Sandra’s own experience growing up in an alternative family played a major role in shaping her life’s work. When she was 18 months old, she and her sister were sent to live with her maternal grandmother and a cousin, respectively. “When you are a child that’s raised by other people, there’s always that kind of lonely abandoned feeling. Your heart or head doesn’t always accept the people who are caring for you. . .Sometimes I felt foreign to my grandparents,” she says. Sandra joined the armed services and was trained in heavy artillery repair. Soon she became involved in crisis support for military families and spent the next fifteen years traveling with her daughter to different military postings, both in the U.S. and in Europe.
In 1989, the family took up permanent residence in Philadelphia. Sandra worked as an employment counselor for the 18th Street Development Corporation in South Philadelphia and identified the need for special services to provide support for kinship families. She founded an informal peer support group called R.O.C. (Raising Others’ Children). R.O.C grew to encompass a variety of services—peer assistance, crisis management training, and annual summer camps designed to address the host of issues faced by abused and abandoned children. “Families need to have serious links to resources—basic help on how to keep their electricity on, how to pay for the heat, how to budget,” she says.
Sandra looks at both ends of the kinship care equation—elders and youths. For the last six summers, she has run a camp for children in kinship care, each year with a different theme. She raises cultural awareness and provides respect through her work—integrating bits of history into daily activities, arranging visits to important historical sites, and encouraging reading, song, dance, and creative arts that draw on African-American traditions. Sandra’s childhood daytime caregiver taught her that her heritage and a sense of history could bring strength, greater self-awareness and pride. “[She] was a story teller,” Sandra says, “and she passed that on to me. . .she took me back to slavery. . .when the other children were running around picking blackberries I’d walk along the railroad track with her, hanging on to every word she said.”

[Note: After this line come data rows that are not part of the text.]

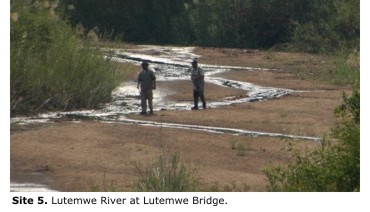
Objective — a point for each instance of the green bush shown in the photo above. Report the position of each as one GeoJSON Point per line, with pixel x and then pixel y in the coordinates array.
{"type": "Point", "coordinates": [333, 167]}
{"type": "Point", "coordinates": [51, 68]}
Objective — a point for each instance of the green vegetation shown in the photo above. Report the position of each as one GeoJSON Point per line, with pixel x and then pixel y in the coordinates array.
{"type": "Point", "coordinates": [166, 175]}
{"type": "Point", "coordinates": [51, 68]}
{"type": "Point", "coordinates": [336, 165]}
{"type": "Point", "coordinates": [305, 25]}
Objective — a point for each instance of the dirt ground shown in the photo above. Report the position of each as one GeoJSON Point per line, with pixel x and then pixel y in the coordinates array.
{"type": "Point", "coordinates": [80, 156]}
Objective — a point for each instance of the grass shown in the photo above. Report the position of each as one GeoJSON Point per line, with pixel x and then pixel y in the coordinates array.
{"type": "Point", "coordinates": [51, 67]}
{"type": "Point", "coordinates": [166, 175]}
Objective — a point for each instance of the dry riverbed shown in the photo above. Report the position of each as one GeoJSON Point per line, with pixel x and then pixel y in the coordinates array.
{"type": "Point", "coordinates": [78, 156]}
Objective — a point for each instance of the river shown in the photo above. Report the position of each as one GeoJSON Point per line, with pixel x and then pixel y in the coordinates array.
{"type": "Point", "coordinates": [169, 64]}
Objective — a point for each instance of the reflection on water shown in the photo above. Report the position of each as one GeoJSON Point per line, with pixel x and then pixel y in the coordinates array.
{"type": "Point", "coordinates": [170, 64]}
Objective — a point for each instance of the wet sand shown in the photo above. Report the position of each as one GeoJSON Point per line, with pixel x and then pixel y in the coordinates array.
{"type": "Point", "coordinates": [78, 156]}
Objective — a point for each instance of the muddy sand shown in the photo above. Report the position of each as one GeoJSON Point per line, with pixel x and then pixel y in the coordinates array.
{"type": "Point", "coordinates": [82, 155]}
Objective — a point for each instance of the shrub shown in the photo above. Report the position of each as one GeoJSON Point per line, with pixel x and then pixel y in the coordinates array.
{"type": "Point", "coordinates": [333, 167]}
{"type": "Point", "coordinates": [51, 68]}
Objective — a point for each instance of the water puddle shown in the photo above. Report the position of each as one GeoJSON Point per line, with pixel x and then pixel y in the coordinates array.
{"type": "Point", "coordinates": [170, 64]}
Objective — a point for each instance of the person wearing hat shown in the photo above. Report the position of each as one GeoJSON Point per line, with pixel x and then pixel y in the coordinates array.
{"type": "Point", "coordinates": [146, 83]}
{"type": "Point", "coordinates": [197, 78]}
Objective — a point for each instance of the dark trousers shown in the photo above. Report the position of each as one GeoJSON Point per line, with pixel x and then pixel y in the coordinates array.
{"type": "Point", "coordinates": [146, 95]}
{"type": "Point", "coordinates": [196, 95]}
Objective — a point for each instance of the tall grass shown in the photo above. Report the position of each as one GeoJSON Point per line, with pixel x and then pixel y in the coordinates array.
{"type": "Point", "coordinates": [345, 71]}
{"type": "Point", "coordinates": [166, 175]}
{"type": "Point", "coordinates": [336, 165]}
{"type": "Point", "coordinates": [51, 68]}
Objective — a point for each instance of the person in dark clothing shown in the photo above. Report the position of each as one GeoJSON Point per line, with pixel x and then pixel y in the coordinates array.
{"type": "Point", "coordinates": [197, 78]}
{"type": "Point", "coordinates": [146, 83]}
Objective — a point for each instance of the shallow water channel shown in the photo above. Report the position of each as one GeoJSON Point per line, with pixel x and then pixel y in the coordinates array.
{"type": "Point", "coordinates": [169, 64]}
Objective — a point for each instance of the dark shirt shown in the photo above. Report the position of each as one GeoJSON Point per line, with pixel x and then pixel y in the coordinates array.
{"type": "Point", "coordinates": [146, 79]}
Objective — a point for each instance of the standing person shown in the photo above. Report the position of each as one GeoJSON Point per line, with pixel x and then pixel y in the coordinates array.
{"type": "Point", "coordinates": [197, 78]}
{"type": "Point", "coordinates": [146, 83]}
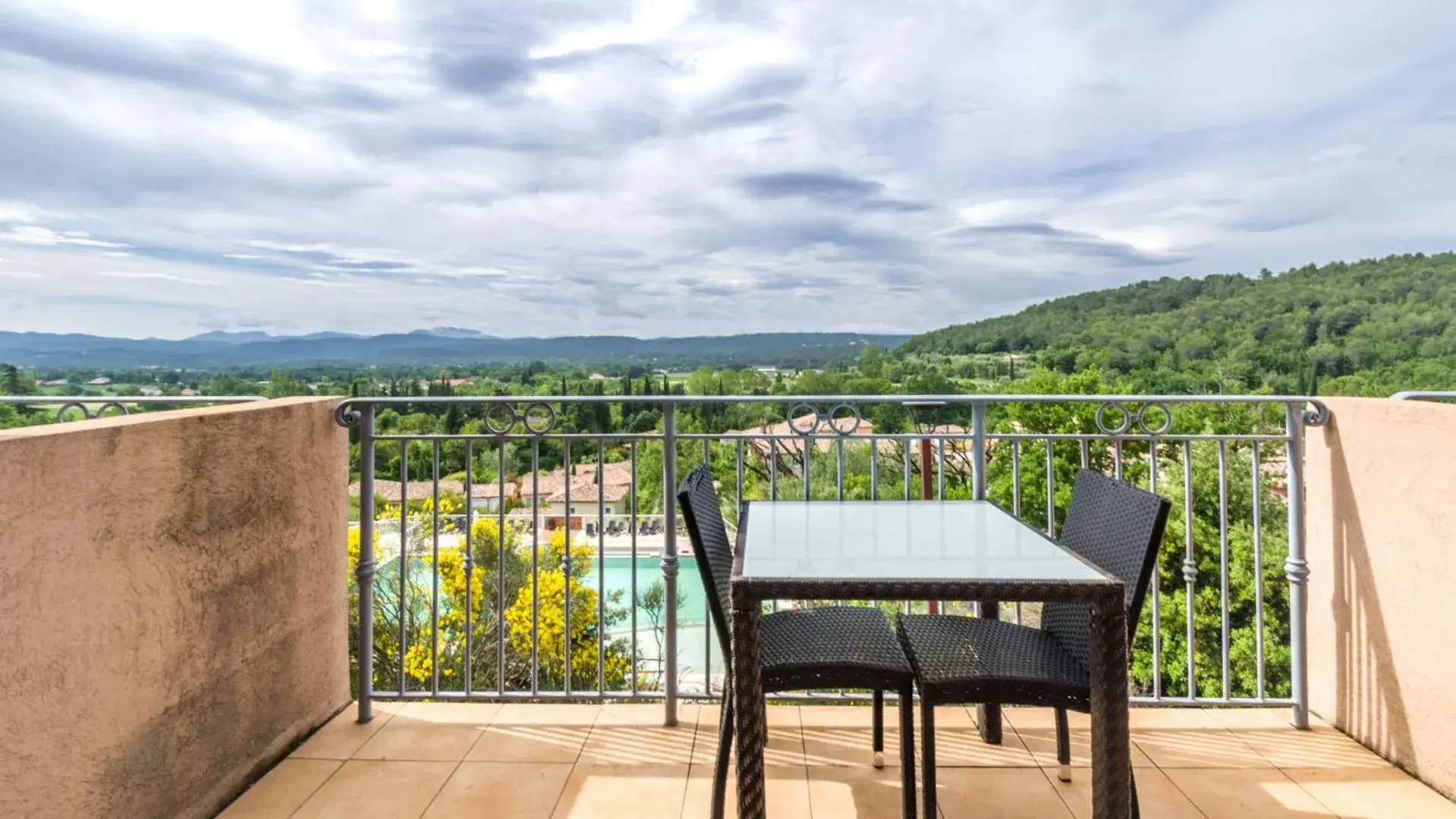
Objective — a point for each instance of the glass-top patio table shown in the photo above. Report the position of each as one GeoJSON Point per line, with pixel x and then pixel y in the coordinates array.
{"type": "Point", "coordinates": [920, 551]}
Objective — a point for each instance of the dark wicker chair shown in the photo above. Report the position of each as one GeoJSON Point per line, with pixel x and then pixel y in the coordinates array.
{"type": "Point", "coordinates": [804, 649]}
{"type": "Point", "coordinates": [963, 659]}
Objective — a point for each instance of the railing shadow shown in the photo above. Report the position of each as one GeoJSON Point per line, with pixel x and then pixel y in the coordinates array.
{"type": "Point", "coordinates": [1367, 692]}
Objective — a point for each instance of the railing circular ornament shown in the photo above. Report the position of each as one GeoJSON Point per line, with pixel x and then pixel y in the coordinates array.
{"type": "Point", "coordinates": [1142, 419]}
{"type": "Point", "coordinates": [1101, 418]}
{"type": "Point", "coordinates": [60, 413]}
{"type": "Point", "coordinates": [800, 410]}
{"type": "Point", "coordinates": [500, 418]}
{"type": "Point", "coordinates": [347, 413]}
{"type": "Point", "coordinates": [539, 418]}
{"type": "Point", "coordinates": [836, 419]}
{"type": "Point", "coordinates": [1316, 413]}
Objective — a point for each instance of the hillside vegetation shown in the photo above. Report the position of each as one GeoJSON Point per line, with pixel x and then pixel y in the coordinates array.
{"type": "Point", "coordinates": [1365, 328]}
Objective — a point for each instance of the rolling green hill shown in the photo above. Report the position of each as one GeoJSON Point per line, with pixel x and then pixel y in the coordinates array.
{"type": "Point", "coordinates": [1365, 328]}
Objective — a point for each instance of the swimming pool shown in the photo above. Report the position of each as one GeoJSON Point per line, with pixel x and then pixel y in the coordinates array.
{"type": "Point", "coordinates": [697, 643]}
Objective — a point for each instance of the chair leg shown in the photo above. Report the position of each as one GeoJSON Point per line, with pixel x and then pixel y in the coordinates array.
{"type": "Point", "coordinates": [928, 755]}
{"type": "Point", "coordinates": [880, 728]}
{"type": "Point", "coordinates": [1063, 747]}
{"type": "Point", "coordinates": [721, 763]}
{"type": "Point", "coordinates": [907, 751]}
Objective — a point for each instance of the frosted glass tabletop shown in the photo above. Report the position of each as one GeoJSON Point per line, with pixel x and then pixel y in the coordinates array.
{"type": "Point", "coordinates": [893, 540]}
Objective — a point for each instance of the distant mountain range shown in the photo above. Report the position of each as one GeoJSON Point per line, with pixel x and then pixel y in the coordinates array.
{"type": "Point", "coordinates": [440, 345]}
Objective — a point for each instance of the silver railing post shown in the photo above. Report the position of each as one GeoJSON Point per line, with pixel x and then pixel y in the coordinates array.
{"type": "Point", "coordinates": [1296, 570]}
{"type": "Point", "coordinates": [670, 562]}
{"type": "Point", "coordinates": [364, 572]}
{"type": "Point", "coordinates": [979, 448]}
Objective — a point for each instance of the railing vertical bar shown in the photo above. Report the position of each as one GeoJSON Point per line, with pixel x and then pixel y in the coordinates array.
{"type": "Point", "coordinates": [632, 527]}
{"type": "Point", "coordinates": [1156, 581]}
{"type": "Point", "coordinates": [708, 614]}
{"type": "Point", "coordinates": [1015, 499]}
{"type": "Point", "coordinates": [979, 443]}
{"type": "Point", "coordinates": [565, 611]}
{"type": "Point", "coordinates": [874, 469]}
{"type": "Point", "coordinates": [602, 568]}
{"type": "Point", "coordinates": [939, 469]}
{"type": "Point", "coordinates": [1223, 562]}
{"type": "Point", "coordinates": [1190, 568]}
{"type": "Point", "coordinates": [1296, 570]}
{"type": "Point", "coordinates": [364, 570]}
{"type": "Point", "coordinates": [434, 575]}
{"type": "Point", "coordinates": [904, 445]}
{"type": "Point", "coordinates": [1015, 478]}
{"type": "Point", "coordinates": [738, 467]}
{"type": "Point", "coordinates": [1052, 491]}
{"type": "Point", "coordinates": [773, 469]}
{"type": "Point", "coordinates": [467, 560]}
{"type": "Point", "coordinates": [500, 570]}
{"type": "Point", "coordinates": [841, 467]}
{"type": "Point", "coordinates": [670, 559]}
{"type": "Point", "coordinates": [536, 553]}
{"type": "Point", "coordinates": [809, 445]}
{"type": "Point", "coordinates": [404, 551]}
{"type": "Point", "coordinates": [1258, 570]}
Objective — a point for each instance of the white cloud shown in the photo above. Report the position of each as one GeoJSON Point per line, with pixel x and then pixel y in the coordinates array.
{"type": "Point", "coordinates": [155, 277]}
{"type": "Point", "coordinates": [698, 166]}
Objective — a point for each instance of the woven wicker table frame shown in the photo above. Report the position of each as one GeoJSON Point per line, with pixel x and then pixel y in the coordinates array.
{"type": "Point", "coordinates": [1112, 760]}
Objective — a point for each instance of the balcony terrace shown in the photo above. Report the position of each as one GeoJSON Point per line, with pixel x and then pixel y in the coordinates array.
{"type": "Point", "coordinates": [179, 585]}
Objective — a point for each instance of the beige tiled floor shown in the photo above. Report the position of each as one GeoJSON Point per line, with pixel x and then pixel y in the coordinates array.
{"type": "Point", "coordinates": [520, 761]}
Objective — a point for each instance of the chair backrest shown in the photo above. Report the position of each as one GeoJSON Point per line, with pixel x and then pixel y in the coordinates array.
{"type": "Point", "coordinates": [703, 518]}
{"type": "Point", "coordinates": [1118, 529]}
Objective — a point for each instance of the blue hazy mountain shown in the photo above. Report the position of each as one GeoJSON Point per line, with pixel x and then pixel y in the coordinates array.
{"type": "Point", "coordinates": [442, 345]}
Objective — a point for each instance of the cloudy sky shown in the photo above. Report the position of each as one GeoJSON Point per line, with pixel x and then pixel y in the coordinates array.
{"type": "Point", "coordinates": [695, 166]}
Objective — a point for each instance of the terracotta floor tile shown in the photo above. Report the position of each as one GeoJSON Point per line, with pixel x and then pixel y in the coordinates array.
{"type": "Point", "coordinates": [785, 736]}
{"type": "Point", "coordinates": [341, 736]}
{"type": "Point", "coordinates": [377, 790]}
{"type": "Point", "coordinates": [638, 745]}
{"type": "Point", "coordinates": [1245, 795]}
{"type": "Point", "coordinates": [423, 742]}
{"type": "Point", "coordinates": [283, 790]}
{"type": "Point", "coordinates": [1197, 748]}
{"type": "Point", "coordinates": [854, 793]}
{"type": "Point", "coordinates": [1169, 719]}
{"type": "Point", "coordinates": [596, 792]}
{"type": "Point", "coordinates": [998, 793]}
{"type": "Point", "coordinates": [548, 713]}
{"type": "Point", "coordinates": [1319, 747]}
{"type": "Point", "coordinates": [646, 714]}
{"type": "Point", "coordinates": [1238, 719]}
{"type": "Point", "coordinates": [1042, 747]}
{"type": "Point", "coordinates": [1156, 795]}
{"type": "Point", "coordinates": [476, 714]}
{"type": "Point", "coordinates": [787, 789]}
{"type": "Point", "coordinates": [849, 745]}
{"type": "Point", "coordinates": [844, 716]}
{"type": "Point", "coordinates": [1373, 793]}
{"type": "Point", "coordinates": [958, 742]}
{"type": "Point", "coordinates": [505, 742]}
{"type": "Point", "coordinates": [519, 790]}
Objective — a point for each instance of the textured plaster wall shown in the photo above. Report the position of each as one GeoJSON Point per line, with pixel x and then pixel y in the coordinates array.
{"type": "Point", "coordinates": [1381, 522]}
{"type": "Point", "coordinates": [172, 605]}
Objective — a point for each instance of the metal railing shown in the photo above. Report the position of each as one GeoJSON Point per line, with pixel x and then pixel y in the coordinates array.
{"type": "Point", "coordinates": [98, 406]}
{"type": "Point", "coordinates": [1424, 396]}
{"type": "Point", "coordinates": [462, 605]}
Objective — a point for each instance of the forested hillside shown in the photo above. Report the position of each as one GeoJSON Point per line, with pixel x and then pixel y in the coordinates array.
{"type": "Point", "coordinates": [1366, 328]}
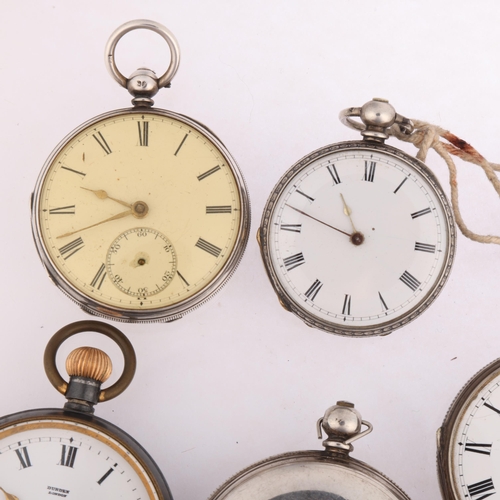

Four summers ago, Sandra organized a retrospective voyage, which she called “A Tale Twice Told,” that enabled her to bring this historical awareness to 81 Philadelphia and Detroit caregivers and their children. Starting in Canada at Uncle Tom’s Cabin and traveling south to the Sea Islands of Georgia, the group’s two buses reversed the route of the Underground Railroad. “I wanted to show families that if they had survived slavery, they could survive the scourge of drugs in their communities,” she says. When they arrived at the sea coast islands of Georgia ten days later, Sandra was awestruck by the sight of “children wading in the same waters that before them slaves had walked out into to drown themselves rather than be held in slavery.” Much of the funding for the trip came from bake sales and chicken dinner sales that she and the families organized.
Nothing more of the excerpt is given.